The indictment also said the police officer had enough experience to realize that the victim could have been neutralized without shooting him. It added that the officer fired his gun several times, another indication of excessive use of force.
Kurkut was a student in the department of fine arts at Malatya’s Inönü University and went to his hometown of Diyarbakır for Newroz celebrations. A bare-chested Kurkut quarreled with police at a checkpoint when he was trying to get into the Newroz venue, photos taken during the incident showed.
In a statement issued on the day of the shooting, the Diyarbakır Governor’s Office said Kurkut told police, “There’s a bomb in my bag.” The photos show the student was carrying a knife but did not have a bag with him.
Police found poetry books and clothes in Kurkut’s backpack after he was shot on suspicion that he was a suicide bomber.
President of the Diyarbakır Bar Association Cihan Aydın said the acquittal clearly showed that police brutality towards Kurds was not punished.
Former president of the Diyarbakır Bar Mehmet Emin Aktar condemned the court’s decision, saying that “a Kurd’s life was not worth a one-day prison sentence” to the Turkish judiciary.

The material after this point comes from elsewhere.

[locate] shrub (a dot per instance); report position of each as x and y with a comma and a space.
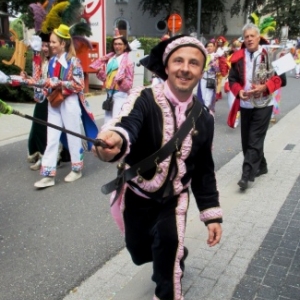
25, 94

An expert report in 2019 revealed that Kurkut was deliberately killed by the police officer during Nevruz celebrations in 2017.
According to the report Kurkut was not killed by a stray bullet but purposely shot by the police officer. The report claimed slow-motion footage of the shooting analyzed by forensic experts proves the victim was shot from behind when the suspect fired his pistol.
The report also points to evidence from the autopsy report that is line with the characteristics of the bullet hole in the victim’s body, which also showed he was directly targeted.